If you don't have young children, you, like me, may never have seen Iggle Piggle or Upsy Daisy. They are two of the main characters in In the Night Garden, a children's show screened in 35 countries that has generated a LOT of money.
Surprisingly, Andrew Davenport, creator of the Night Garden empire and before that co-creator of Teletubbies, doesn't have any children himself. But he understands how to use the power of metaphor in his creations. In the Night Garden is about going to sleep, which a lot of young children don't like to do. Here's the explanation Davenport gave in an interview in The Guardian:
"Bedtime really commands a child's entire day. Very often children don't have a proper sense of time. They live with the idea that, at any moment, someone could just take them from what they are doing and send them to bed. It can be a difficult moment: being suddenly alone. So In the Night Garden makes a metaphorical explanation for sleep, which is one of the only things in a child's life it can't be accompanied on.
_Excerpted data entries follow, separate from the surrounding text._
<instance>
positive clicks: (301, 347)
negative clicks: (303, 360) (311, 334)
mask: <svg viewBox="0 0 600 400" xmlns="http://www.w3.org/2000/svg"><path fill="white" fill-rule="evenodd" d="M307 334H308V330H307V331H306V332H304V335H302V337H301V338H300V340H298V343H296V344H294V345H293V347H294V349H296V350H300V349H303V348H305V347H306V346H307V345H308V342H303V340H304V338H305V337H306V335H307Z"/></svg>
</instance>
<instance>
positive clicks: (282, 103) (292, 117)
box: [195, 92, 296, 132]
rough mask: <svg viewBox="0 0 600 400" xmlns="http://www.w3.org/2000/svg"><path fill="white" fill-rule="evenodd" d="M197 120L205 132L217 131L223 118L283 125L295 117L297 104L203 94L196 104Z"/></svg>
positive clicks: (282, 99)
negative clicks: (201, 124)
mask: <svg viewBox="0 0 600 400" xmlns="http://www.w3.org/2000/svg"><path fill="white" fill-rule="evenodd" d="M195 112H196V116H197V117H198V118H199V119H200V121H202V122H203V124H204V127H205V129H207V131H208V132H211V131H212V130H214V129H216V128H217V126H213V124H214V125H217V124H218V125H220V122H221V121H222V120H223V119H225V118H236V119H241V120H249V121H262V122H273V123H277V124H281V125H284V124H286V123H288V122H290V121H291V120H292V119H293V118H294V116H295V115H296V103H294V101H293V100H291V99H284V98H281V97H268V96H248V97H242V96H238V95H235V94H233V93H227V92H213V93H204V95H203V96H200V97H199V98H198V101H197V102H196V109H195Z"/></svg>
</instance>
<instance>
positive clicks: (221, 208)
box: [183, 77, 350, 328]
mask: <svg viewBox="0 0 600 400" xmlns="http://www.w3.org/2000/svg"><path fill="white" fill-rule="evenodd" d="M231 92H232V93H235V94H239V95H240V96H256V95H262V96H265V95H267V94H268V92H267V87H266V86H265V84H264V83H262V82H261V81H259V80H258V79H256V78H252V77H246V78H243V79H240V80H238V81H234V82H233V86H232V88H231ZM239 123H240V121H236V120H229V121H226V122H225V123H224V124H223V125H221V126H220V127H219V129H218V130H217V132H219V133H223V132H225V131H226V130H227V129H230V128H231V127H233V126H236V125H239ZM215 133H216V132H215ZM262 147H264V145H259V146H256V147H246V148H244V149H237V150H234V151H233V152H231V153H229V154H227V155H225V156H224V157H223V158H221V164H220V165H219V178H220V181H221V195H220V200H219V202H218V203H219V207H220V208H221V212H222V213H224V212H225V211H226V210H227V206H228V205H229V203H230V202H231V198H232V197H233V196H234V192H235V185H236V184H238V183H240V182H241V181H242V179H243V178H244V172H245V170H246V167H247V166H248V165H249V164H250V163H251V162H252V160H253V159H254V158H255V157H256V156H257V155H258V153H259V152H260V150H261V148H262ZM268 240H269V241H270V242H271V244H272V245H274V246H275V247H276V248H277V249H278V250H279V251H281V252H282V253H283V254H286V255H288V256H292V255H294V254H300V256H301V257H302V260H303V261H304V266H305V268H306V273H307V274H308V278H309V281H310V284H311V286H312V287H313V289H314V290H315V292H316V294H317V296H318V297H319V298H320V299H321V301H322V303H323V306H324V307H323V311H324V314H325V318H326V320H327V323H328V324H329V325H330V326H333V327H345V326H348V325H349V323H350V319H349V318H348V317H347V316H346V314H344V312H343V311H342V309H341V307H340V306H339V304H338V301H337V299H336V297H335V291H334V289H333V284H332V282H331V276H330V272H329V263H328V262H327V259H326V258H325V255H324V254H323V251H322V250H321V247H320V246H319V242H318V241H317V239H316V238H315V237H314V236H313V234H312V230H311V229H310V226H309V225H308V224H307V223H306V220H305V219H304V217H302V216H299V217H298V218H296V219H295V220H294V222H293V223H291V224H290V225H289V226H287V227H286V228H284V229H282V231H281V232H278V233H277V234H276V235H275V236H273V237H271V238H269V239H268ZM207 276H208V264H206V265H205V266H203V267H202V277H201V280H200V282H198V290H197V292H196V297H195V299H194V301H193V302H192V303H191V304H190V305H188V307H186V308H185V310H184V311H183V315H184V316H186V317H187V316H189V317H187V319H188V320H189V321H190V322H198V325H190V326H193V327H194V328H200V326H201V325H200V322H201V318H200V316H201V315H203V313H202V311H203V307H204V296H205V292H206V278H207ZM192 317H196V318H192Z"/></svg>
That's why you have the image of Iggle Piggle alone on a boat at the start, floating on a dark swelling ocean that's a metaphor for sleep."
I used the power of metaphor in the animated series I created, Norman Normal, which unfortunately didn't conquer the world like In the Night Garden but did have a pretty good run of 56 episodes. Norman is a normal 13-year-old boy whose parents, sister, and even dog are all superheroes. He's the only normal one in the family. I think that's how a lot of kids feel--they have a sibling who is smarter, maybe another who is more athletic, and all the power resides in the parents, so the child feels like he doesn't really fit in. In the series it's Norman's normal approach to things that often saves the day, so he actually is the heroic one.
If you can find a metaphor that viewers or readers can relate to and that's fun as well, you're on to something good--and it works with adults as well as kids.